Top K Frequent Elements medium

Description

Given an integer array nums and an integer k, return the k most frequent elements. You may return them in any order.

Examples

> Case 1:
    Input:  nums = [1, 1, 1, 2, 2, 3],   k = 2
    Output: [1, 2]
    # 1 appears 3 times, 2 appears 2 times — the top 2 most frequent.
 
> Case 2:
    Input:  nums = [1],   k = 1
    Output: [1]

Constraints

  • 1 <= nums.length <= 10^5
  • k is in the valid range [1, number of distinct elements]
  • Aim for better than O(n log n) time.

Step 1 (every approach): count frequencies

Use a hash map. This is O(n) and gives us a frequency dictionary freq mapping each value to its count.

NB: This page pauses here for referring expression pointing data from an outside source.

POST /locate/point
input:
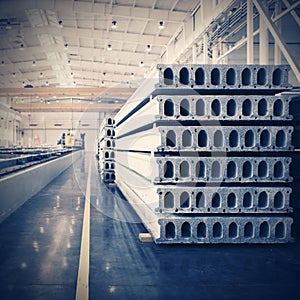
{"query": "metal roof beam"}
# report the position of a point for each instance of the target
(145, 13)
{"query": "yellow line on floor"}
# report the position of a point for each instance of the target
(82, 289)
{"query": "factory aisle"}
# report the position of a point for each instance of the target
(40, 250)
(40, 242)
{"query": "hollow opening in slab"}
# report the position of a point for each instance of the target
(261, 76)
(264, 229)
(184, 200)
(262, 107)
(231, 200)
(186, 138)
(247, 107)
(184, 169)
(278, 170)
(171, 139)
(169, 108)
(200, 107)
(233, 230)
(216, 170)
(231, 170)
(231, 108)
(185, 230)
(263, 200)
(280, 230)
(218, 139)
(277, 77)
(201, 230)
(265, 138)
(200, 169)
(233, 138)
(200, 76)
(168, 76)
(184, 76)
(215, 107)
(202, 138)
(248, 230)
(215, 77)
(262, 169)
(168, 170)
(230, 76)
(216, 200)
(184, 107)
(168, 200)
(200, 200)
(247, 200)
(278, 108)
(246, 77)
(217, 230)
(249, 138)
(280, 139)
(278, 200)
(170, 230)
(247, 169)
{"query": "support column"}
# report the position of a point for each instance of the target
(250, 59)
(263, 42)
(277, 52)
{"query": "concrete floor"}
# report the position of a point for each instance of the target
(40, 248)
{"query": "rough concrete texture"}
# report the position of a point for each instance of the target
(226, 138)
(215, 200)
(223, 169)
(224, 76)
(223, 107)
(225, 229)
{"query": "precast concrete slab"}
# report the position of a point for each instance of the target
(238, 77)
(225, 229)
(209, 138)
(207, 169)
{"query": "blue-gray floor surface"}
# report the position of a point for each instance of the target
(40, 248)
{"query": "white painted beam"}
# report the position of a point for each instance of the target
(278, 38)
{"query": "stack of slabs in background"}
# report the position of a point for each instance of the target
(106, 154)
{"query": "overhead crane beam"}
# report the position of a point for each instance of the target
(67, 92)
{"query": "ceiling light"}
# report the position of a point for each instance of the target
(8, 25)
(114, 24)
(161, 25)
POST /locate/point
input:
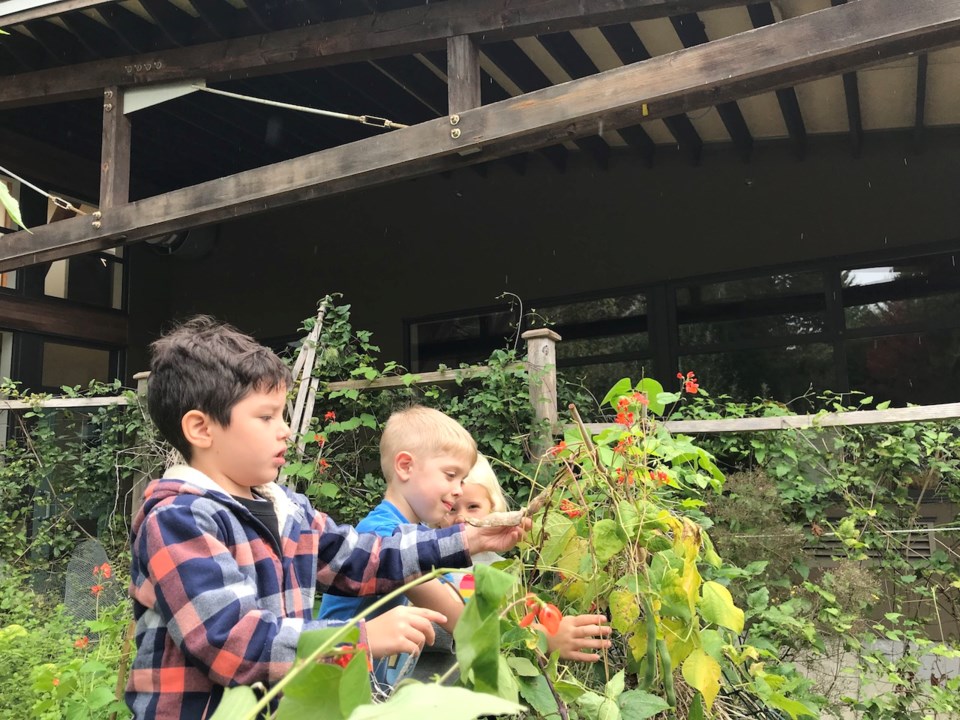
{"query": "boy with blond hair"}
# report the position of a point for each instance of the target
(225, 562)
(424, 455)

from collections import Counter
freq = Counter(nums)

Now we need the top-k by value of freq. Three reasonable strategies, in order of cleverness.

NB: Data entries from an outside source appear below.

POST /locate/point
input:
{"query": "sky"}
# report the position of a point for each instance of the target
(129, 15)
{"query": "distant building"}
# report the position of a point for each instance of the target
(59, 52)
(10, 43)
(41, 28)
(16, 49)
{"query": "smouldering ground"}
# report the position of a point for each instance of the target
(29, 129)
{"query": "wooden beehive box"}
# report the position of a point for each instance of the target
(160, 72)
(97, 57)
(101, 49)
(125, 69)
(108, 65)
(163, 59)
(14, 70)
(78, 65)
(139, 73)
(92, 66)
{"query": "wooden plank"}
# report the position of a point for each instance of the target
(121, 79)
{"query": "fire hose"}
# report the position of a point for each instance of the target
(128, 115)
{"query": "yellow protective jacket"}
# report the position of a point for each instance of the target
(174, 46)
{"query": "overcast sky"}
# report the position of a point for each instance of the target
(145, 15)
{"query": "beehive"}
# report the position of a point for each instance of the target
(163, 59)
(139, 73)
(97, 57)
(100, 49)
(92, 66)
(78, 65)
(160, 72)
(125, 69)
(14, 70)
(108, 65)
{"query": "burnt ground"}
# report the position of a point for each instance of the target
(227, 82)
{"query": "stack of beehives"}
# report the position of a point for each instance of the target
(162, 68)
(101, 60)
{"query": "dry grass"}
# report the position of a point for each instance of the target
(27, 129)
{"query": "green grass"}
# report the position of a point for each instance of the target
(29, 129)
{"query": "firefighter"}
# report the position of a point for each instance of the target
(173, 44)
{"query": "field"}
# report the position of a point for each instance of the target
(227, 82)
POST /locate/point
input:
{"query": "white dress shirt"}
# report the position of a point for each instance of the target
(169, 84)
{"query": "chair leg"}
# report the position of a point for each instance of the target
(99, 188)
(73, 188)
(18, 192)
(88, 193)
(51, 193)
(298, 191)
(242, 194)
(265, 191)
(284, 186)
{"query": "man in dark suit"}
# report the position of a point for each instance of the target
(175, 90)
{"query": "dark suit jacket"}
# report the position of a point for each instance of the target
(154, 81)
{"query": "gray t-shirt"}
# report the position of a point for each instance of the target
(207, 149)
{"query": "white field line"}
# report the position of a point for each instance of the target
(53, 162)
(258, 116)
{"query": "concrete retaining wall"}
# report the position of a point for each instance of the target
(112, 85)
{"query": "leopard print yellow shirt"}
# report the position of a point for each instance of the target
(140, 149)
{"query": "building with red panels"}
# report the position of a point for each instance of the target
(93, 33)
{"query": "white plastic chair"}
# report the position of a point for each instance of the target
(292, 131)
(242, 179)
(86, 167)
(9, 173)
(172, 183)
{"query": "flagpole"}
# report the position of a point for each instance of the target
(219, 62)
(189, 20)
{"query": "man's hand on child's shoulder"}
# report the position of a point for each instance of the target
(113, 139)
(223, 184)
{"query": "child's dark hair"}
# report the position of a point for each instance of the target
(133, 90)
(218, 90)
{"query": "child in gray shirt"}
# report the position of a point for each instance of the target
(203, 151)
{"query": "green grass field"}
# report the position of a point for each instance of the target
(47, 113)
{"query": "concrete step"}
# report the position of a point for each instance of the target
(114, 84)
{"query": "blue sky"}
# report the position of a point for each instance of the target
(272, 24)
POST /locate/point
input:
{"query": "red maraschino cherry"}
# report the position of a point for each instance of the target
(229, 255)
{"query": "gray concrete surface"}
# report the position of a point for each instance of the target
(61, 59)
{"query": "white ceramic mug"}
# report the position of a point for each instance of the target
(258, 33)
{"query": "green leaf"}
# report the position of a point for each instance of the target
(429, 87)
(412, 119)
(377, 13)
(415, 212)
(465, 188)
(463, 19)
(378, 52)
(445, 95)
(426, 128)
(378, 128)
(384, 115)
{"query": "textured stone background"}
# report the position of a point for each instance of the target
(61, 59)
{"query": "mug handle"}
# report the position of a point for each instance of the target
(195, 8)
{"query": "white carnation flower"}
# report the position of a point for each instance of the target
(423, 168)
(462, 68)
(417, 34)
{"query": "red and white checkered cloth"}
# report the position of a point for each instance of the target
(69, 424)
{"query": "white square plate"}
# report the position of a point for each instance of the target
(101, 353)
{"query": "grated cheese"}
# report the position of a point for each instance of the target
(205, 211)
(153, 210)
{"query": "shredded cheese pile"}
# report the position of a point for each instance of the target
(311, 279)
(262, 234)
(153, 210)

Approach 1: Sort the items by frequency

def top_k_frequent(nums, k):
    freq = Counter(nums)
    return [v for v, _ in sorted(freq.items(), key=lambda kv: -kv[1])[:k]]

Time: O(d log d) where d is the number of distinct values. Simple, correct, and slow.

Approach 2: Min-heap of size k

Same trick as Kth Largest. Push items onto a min-heap keyed by frequency; pop when the heap grows past k. After processing every distinct value, the heap holds the top-k.

Time: O(n + d log k). Space: O(d + k).

Standard interview answer. Clean, generalizes to streaming inputs (you can’t fit them all in memory but you can keep a size-k heap).

Approach 3: Bucket sort (the O(n) trick)

Here’s the killer observation: the frequency of any value is between 1 and n. So if we make an array buckets[] of size n + 1 where buckets[f] holds the list of values that appeared f times, we can:

  1. Count frequencies → O(n).
  2. Fill the buckets → O(d).
  3. Walk buckets from index n down to 0, collecting values until we have k → O(n).

Total: O(n). No heap, no sort.

This is essentially counting sort of values by their frequency. The “small range of integers” assumption that makes counting sort work is hiding in plain sight: frequencies are bounded by n.

The bucket-sort solution is the rare “you should have used counting sort here” moment. Once you notice the frequencies are bounded, the O(n) solution falls out.

Analysis comparison

ApproachTimeSpaceWhen to use
Sort frequenciesO(d log d)O(d)When you don’t know any better.
Min-heapO(n + d log k)O(d)Streaming inputs, general workhorse.
Bucket sortO(n)O(n)When you spot the bounded-frequency trick.

In an interview, walk through all three — and mention the bucket-sort O(n) trick even if you implement the heap version. Demonstrating that you see the optimal solution is half the win.